BRAZILIAN congressmen, state governors, and political analysts have welcomed the resignation of President Fernando Collor de Mello's Cabinet following charges of government corruption. They say it reflects the growing maturity of the Brazilian democracy.
"If you improve the image of the government in the face of public opinion, you increase the willingness of the political elite [in Congress] to support the government," says Walder de Goes, a political scientist at the University of Brasilia.
Almost immediately following the resignations March 30, President Collor asked six ministers and the chief of the armed forces to remain in their posts.
Local and international bankers and business people expressed relief that Economy Minister Marcilio Marques Moreira will stay on. "The [policy] infrastructure of the nation is intact," says Mario Amato, president of the Sao Paulo State Industrial Federation. "I'm not worried."
The Cabinet changes followed Collor's decision last week to remove Environment Secretary Jose Lutzenberger from his job. Education Minister Jose Goldemberg, who will stay on in his post, had taken on Mr. Lutzenberger's duties.
Many decisions about the Cabinet members remain to be made.
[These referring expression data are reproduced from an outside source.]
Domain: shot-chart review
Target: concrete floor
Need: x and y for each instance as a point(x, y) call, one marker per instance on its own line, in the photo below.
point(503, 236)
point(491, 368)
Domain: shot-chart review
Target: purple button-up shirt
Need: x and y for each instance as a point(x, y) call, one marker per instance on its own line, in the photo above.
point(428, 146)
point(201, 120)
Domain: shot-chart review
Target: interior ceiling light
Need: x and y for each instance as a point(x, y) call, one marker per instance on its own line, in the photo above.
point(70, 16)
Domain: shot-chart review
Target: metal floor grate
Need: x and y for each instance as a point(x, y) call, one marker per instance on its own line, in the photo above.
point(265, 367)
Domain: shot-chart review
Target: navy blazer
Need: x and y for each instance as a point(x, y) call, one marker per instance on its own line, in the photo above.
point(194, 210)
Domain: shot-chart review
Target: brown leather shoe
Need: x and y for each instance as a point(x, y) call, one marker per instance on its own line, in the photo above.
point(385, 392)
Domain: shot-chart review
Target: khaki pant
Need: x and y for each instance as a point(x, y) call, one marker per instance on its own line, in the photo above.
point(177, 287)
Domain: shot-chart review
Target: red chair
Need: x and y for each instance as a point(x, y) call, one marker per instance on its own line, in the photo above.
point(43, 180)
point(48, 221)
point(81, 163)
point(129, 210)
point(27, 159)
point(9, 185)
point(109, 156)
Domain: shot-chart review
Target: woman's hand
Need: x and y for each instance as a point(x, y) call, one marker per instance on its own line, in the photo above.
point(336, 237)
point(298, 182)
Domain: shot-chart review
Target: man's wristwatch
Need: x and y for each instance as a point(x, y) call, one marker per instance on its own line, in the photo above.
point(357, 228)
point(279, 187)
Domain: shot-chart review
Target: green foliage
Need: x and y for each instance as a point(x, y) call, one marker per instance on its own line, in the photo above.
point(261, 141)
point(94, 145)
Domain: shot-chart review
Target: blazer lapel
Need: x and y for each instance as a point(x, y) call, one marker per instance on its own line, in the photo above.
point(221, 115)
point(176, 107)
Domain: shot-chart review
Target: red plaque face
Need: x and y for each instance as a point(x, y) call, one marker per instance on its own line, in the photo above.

But officials have announced that Supreme Court justice Celio Borja will replace Justice Minister Jarbas Passarinho, the target of a series of media accusations that he did not fully investigate corruption charges. The most serious of these concerned former Labor Minister Antonio Rogerio Magri, who admitted taking a $30,000 bribe in a conversation taped by a subordinate.
Only the military ministers have remained unchanged since Collor's term began in March 1990.